Most of the team’s days were spent analyzing documents. (“Vast quantities of paperwork. It wouldn’t make compelling television.”) The team also spoke with the original GP, now eighty-nine, who had attended the scene. “He remembered every particular from that day,” says Smith. “He said: ‘In my career all my life and seen a lot of dead bodies but that’s the only one that had been murdered. That stays with you.’”
A History of Crimes
Headley’s previous convictions seemed to leave little doubt of his guilt. After the 1967 murder, he had moved, and in 1977 he had pleaded guilty to raping two older women, again in their own homes. His victims’ disturbing statements from that previous case gave some idea into the victim’s last moments.
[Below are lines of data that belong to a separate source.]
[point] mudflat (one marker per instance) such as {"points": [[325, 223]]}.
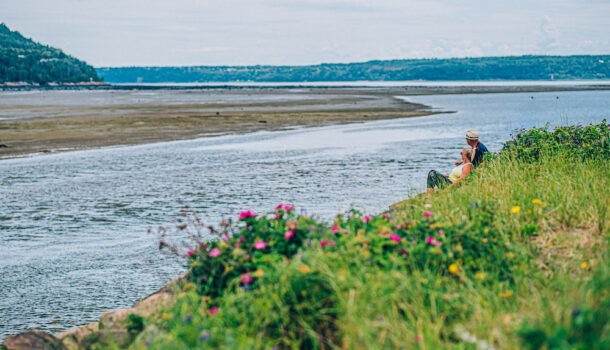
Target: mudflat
{"points": [[63, 120]]}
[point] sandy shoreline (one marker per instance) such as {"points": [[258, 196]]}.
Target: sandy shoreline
{"points": [[76, 120]]}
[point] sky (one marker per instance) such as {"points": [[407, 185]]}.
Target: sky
{"points": [[111, 33]]}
“He menaced to choke one and he threatened to smother the other with a pillow,” says Smith. Both women resisted. Though Headley was initially sentenced to life, he challenged the verdict, supported by a mental health professional who stated that Headley was not behaving normally. “It went from a life sentence to less time,” says Smith.
Closing the Case
Smith was there for Headley’s arrest. “I knew what he looked like, I knew he was going to be 92, and I also knew how strong the evidence was,” she says. The team were concerned that the arrest would trigger a medical incident. “We were uncovering the most hidden truth he’d kept hidden for sixty years,” says Smith.
Yet everything was able to go ahead. The trial took place, and the victim’s granddaughter had been identified and approached by family liaison. “She had believed it was never going to be solved,” says Smith. For the family, there had also been a stigma about the nature of the crime.
“Sexual assault is massively underreported now,” says Smith, “but in the mid-20th century, how many older women would ever report this had happened?”
Headley was told at sentencing that, for all intents and purposes, he would remain incarcerated. He would spend his life behind bars.
A Lasting Impact
For Smith, it has been a unique case. “It just feels distinct, I don’t know why,” she says. “In a live case, the process is very responsive. With this case you’re proactive, the pressure is only from yourself. It began with me trying to get someone to take some interest of that box – and I was able to follow it right until the conclusion.”
She is confident that it is not the last resolution. There are approximately one hundred and thirty unsolved investigations in the archives. “We’ve got so much more to do,” she says. “We have a number of murders that we’re re-examining – we’re constantly submitting evidence to forensics and following other lines of inquiry. We’ll be forever opening boxes.”